From the problem we have given that,
⟹The ratio of sulphuric acid to water in the first container = \[3:2\]
From this, the quantity of sulphuric acid in first container =$\dfrac{3}{3+2}x$= $\dfrac{3}{5}x$
Similarly, the quantity of water in first container =$\dfrac{2}{3+2}x$= $\dfrac{2}{5}x$
⟹The ratio of sulphuric acid to water in second container = \[7:3\]
From this , the quantity of sulphuric acid in second container = $\dfrac{7}{7+3}x=\dfrac{7}{10}x$
 Similarly, the quantity of water in second container = $\dfrac{3}{7+3}x=\dfrac{3}{10}x$
⟹ The ratio of sulphuric acid to water in third container = \[11:4\]
From this , the quantity of sulphuric acid in third container = $\dfrac{11}{11+4}x=\dfrac{11}{15}x$
Similarly, the quantity of water in third container = $\dfrac{4}{11+4}x=\dfrac{4}{15}x$
If the all the liquids are mixed then,
The required mixture ratio when they mixed up = (Sum of sulphuric acid quantities in three containers) :(Sum of water quantities in three containers)
 Therefore,
The required ratio = $\left( \dfrac{3x}{5}+\dfrac{7x}{10}+\dfrac{11x}{15} \right):\left( \dfrac{2x}{5}+\dfrac{3x}{10}+\dfrac{4x}{15} \right)$
Now take ‘$x$’as common and cancel it , then we get as follows
The required ratio = $\left( \dfrac{3}{5}+\dfrac{7}{10}+\dfrac{11}{15} \right):\left( \dfrac{2}{5}+\dfrac{3}{10}+\dfrac{4}{15} \right)$
On taking L.C.M for first two terms we get
⇒$\left( \dfrac{30+35}{50}+\dfrac{11}{15} \right):\left( \dfrac{20+15}{50}+\dfrac{4}{15} \right)$
⇒$\left( \dfrac{65}{50}+\dfrac{11}{15} \right):\left( \dfrac{35}{50}+\dfrac{4}{15} \right)$
⇒$\left( \dfrac{13}{10}+\dfrac{11}{15} \right):\left( \dfrac{7}{10}+\dfrac{4}{15} \right)$
Now let us take 150 as L.C.M we get
⇒$\left( \dfrac{(13\times 15)+(11\times 10)}{150} \right):\left( \dfrac{(7\times 15)+(4\times 10)}{150} \right)$
⇒$\left( \dfrac{305}{150} \right):\left( \dfrac{145}{150} \right)$
Here ‘150’ on both sides gets cancelled out
⇒$305:145$
Now the simplified ratio is ⇒$61:29$
Hence,
 If all the liquids are mixed together then the ratio of sulphuric acid to water in the mixture will be “$61:29$”
The answer is option (A)

Note: a)We must be careful that with respect to which liquid the ratio is asked for and according to that we must proceed.

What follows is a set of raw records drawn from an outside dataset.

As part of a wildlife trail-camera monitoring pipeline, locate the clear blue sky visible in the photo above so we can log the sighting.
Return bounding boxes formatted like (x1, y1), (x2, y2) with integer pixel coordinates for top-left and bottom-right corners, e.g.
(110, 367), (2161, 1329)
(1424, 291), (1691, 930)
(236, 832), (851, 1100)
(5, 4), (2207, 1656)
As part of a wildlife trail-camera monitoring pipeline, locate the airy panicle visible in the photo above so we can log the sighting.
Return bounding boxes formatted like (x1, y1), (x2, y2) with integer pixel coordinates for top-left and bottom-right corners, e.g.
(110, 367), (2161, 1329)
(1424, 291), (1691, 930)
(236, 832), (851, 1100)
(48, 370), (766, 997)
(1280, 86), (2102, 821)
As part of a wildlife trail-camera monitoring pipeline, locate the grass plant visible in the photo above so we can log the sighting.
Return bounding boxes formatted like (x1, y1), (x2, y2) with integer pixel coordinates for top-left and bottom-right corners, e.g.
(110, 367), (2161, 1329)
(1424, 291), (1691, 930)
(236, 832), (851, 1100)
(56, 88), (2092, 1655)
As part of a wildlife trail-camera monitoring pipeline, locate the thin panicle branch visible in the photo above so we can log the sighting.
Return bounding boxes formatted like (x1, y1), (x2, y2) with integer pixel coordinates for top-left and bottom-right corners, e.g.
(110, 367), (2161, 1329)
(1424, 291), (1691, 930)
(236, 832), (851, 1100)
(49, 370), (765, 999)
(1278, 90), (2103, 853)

 b)For the ratios ,the quantities must be in the same unit.If they are not equal,they should be expressed in the same unit before the ratio is to be taken.And the ratio should be in the simplified form. The simplified form will get only when we multiply with any related factor or with the same number both in numerator and denominator.